Poi rivolse un’occhiata d’intesa a Rinaldo che a sua volta si voltò dalla prima fila, verso la folla.
“Io vi prego, tornate a casa. Mi prenderò cura io di Don Gaudì. Non vi preoccupate non è successo niente di grave… Grazie. Grazie ancora”
E così facendo allargò le braccia con un gesto a metà fra lo sconsolato e il riconoscente.

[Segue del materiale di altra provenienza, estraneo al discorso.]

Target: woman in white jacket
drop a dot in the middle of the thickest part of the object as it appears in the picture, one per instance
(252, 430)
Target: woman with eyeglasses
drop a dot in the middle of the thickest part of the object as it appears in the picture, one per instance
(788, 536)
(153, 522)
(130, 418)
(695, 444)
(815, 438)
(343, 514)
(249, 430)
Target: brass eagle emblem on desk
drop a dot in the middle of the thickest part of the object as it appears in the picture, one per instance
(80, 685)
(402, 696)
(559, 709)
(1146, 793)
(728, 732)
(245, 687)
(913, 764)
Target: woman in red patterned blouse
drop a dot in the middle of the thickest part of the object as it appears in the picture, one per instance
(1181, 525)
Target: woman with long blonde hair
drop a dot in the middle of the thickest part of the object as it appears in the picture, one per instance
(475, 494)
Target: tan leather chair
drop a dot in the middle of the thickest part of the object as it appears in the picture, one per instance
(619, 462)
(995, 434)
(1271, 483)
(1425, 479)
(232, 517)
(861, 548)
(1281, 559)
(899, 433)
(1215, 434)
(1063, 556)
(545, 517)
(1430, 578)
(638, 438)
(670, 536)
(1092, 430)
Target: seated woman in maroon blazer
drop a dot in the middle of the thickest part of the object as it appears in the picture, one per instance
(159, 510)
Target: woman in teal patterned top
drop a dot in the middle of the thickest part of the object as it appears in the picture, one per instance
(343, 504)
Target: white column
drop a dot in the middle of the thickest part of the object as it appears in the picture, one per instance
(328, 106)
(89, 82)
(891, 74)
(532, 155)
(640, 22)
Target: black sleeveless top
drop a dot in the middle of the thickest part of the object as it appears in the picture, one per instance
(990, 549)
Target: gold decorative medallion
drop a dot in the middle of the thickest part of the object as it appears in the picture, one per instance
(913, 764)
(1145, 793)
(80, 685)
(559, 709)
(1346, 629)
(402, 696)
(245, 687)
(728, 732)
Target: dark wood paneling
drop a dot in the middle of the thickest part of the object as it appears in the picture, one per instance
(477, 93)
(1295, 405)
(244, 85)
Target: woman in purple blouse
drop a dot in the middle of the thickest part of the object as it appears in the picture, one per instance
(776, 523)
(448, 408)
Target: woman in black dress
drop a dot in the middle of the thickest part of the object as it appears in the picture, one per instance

Con l’aiuto discreto del capomastro, piano, riuscirono a disperdere la gente della calle.
Poi, mentre il brusio si dissolveva, Esteban tornò sull’architetto che vagava con lo sguardo, come uscito da coma vigile.
Lentamente lo aiutò a sollevarsi, ne spazzolò i pantaloni all’altezza delle ginocchia, ebbe compassione per quelle vecchie articolazioni, e per un attimo guardò la casa davanti alla quale il suo maestro era stato genuflesso per ore.
L’edificio ricoperto di mosaici nel quale predominavano i toni caldi, ricordava negli slanci, certo modo di concepire forme, tipico del modernismo naturalista al suo stato embrionale, quando il concetto di curva, come nuova via della strutturazione degli edifici abitativi era ben al di là da venire o dall’essere attuata. Un’evoluzione di cui avrebbe dettato tempi e modi soprattutto Antoni Gaudì.
Non ebbe tempo per ragionare sul perché di quel prostrarsi del suo maestro, davanti a quella casa. O non volle, semplicemente.
Passandosi l’avambraccio sulla fronte, mentre Rinaldo aiutava Antoni, pensò che la cosa più importante era la salute del suo maestro. Non gli importava nulla del suo senno. Voleva solo stesse bene. E lo voleva con tutta la rabbia arrogante della sua gioventù.
Avrebbe dato ogni cosa per quella certezza.
Sul furgoncino che lo portava allo studio del maestro, Esteban cinse un braccio attorno alla spalla di Antoni Gaudì e piano, guardando fuori dal finestrino per nascondersi, cominciò a piangere di un pianto strozzato. Da uomo adulto.